Befristete Arbeitsverträge / 7 Vertragsgestaltung

7.1 Ohne Sachgrund, § 14 Abs. 2

Die Wirksamkeit einer Befristung ohne sachlichen Grund nach § 14 Abs. 2 TzBfG hängt nicht davon ab, dass bei Vertragsschluss klargestellt wurde, ob die Befristung aufgrund des § 14 Abs. 2 TzBfG erfolgt ist.

Bei Abschluss befristeter Verträge ohne jeden Grund bis zu 24 Monaten empfiehlt es sich dennoch, ausdrücklich im Arbeitsvertrag auf die jeweilige Regelung des TzBfG zu verweisen. Dies schon allein, damit der Arbeitgeber das Vorliegen der gesetzlichen Voraussetzungen im Eigeninteresse überprüft.

Folgende Formulierungen sind zu empfehlen:

  • Befristung bis zu 24 Monate nach § 14 Abs. 2 TzBfG:

    "Das Arbeitsverhältnis ist befristet auf …………… Monate (§ 14 Abs. 2 TzBfG). Der Arbeitnehmer wird neu eingestellt. Der befristete Vertrag vom …………… wird verlängert bis zum …………… (Gesamtdauer höchstens 24 Monate)."

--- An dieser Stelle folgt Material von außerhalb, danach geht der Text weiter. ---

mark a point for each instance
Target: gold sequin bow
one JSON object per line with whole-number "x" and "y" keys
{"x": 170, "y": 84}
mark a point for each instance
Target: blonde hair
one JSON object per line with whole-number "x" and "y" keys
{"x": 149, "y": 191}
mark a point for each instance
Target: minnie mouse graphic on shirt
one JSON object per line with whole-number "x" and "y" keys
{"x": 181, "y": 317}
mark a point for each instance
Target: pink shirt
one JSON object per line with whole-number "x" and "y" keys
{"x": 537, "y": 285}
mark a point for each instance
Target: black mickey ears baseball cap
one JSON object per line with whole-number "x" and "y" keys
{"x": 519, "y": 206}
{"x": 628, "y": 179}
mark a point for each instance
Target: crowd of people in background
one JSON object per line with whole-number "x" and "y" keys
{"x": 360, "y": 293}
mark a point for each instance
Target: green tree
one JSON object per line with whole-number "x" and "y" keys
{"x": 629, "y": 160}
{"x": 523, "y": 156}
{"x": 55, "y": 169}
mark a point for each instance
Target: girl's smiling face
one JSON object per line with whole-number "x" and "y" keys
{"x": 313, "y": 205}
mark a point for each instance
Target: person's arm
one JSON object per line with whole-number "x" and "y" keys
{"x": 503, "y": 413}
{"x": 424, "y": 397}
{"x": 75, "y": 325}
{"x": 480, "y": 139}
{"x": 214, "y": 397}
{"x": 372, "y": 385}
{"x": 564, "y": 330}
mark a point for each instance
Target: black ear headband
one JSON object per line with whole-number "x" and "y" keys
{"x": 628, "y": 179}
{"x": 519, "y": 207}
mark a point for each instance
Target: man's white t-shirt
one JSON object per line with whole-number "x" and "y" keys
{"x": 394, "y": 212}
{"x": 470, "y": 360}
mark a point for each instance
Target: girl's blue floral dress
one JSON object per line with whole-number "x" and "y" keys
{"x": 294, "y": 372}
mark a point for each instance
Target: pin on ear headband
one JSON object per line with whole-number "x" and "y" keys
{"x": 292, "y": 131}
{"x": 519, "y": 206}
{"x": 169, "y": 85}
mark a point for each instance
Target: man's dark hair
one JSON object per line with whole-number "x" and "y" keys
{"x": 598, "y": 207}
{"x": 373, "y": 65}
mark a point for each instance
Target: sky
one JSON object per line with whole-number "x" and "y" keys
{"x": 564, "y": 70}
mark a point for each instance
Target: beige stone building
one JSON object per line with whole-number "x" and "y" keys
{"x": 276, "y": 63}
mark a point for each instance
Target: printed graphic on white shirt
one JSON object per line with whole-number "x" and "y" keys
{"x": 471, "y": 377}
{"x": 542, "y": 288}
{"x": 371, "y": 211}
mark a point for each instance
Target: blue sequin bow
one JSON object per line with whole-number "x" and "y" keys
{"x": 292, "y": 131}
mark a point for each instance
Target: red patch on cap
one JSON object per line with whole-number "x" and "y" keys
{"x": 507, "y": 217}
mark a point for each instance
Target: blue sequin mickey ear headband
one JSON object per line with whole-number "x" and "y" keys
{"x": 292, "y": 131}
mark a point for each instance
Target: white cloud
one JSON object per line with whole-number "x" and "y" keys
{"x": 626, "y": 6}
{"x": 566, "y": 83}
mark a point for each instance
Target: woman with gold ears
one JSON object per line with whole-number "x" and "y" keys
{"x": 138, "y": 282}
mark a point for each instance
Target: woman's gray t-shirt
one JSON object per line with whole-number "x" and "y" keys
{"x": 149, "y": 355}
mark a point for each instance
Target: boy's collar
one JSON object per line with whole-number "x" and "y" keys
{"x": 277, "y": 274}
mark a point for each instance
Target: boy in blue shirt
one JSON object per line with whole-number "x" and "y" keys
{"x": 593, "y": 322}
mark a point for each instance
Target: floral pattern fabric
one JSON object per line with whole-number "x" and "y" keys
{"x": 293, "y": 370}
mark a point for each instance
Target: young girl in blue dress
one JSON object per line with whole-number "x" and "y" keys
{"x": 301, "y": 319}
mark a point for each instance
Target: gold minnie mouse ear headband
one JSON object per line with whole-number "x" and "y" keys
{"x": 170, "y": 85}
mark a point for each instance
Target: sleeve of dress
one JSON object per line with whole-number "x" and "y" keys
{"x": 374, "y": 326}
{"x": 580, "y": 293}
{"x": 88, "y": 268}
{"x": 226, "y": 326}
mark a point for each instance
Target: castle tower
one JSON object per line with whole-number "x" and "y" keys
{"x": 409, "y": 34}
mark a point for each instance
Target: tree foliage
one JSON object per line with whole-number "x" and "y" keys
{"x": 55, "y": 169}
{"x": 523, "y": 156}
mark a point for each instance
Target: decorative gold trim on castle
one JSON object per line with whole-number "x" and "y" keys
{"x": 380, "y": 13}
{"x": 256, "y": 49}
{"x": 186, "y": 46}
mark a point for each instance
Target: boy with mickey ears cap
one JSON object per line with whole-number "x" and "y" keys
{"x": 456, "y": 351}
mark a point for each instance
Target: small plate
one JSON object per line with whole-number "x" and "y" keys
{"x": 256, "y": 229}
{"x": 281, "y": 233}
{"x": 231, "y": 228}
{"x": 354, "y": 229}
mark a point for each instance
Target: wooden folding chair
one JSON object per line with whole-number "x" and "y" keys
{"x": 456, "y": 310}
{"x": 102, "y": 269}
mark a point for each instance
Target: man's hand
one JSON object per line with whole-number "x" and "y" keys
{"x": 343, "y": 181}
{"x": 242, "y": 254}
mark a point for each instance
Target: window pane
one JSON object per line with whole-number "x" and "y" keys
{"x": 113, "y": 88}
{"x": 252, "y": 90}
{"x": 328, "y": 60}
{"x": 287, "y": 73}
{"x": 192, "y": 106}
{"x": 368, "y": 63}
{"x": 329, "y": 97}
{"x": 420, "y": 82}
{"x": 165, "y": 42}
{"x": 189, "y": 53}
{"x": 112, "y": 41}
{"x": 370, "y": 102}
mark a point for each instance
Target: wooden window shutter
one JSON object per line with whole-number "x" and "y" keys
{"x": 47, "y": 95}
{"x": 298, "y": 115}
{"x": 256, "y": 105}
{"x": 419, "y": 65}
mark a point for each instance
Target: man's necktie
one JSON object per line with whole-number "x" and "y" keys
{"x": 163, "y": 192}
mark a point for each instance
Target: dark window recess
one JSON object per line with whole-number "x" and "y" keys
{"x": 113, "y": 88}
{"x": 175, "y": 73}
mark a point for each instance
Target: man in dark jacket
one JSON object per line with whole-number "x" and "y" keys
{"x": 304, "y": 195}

  • Befristung im Anschluss an die Berufsausbildung nach § 5 BBiG, § 14 Abs. 2 TzBfG:

    "Der Arbeitnehmer wird übernommen im Anschluss an seine Berufsausbildung als …………………………………. für die Zeit von ………. bis ………. in Entgeltgruppe ……………….. (§ 14 Abs. 2 TzBfG). Das Arbeitsverhältnis ist befristet, um den Übergang in das Berufsleben zu erleichtern."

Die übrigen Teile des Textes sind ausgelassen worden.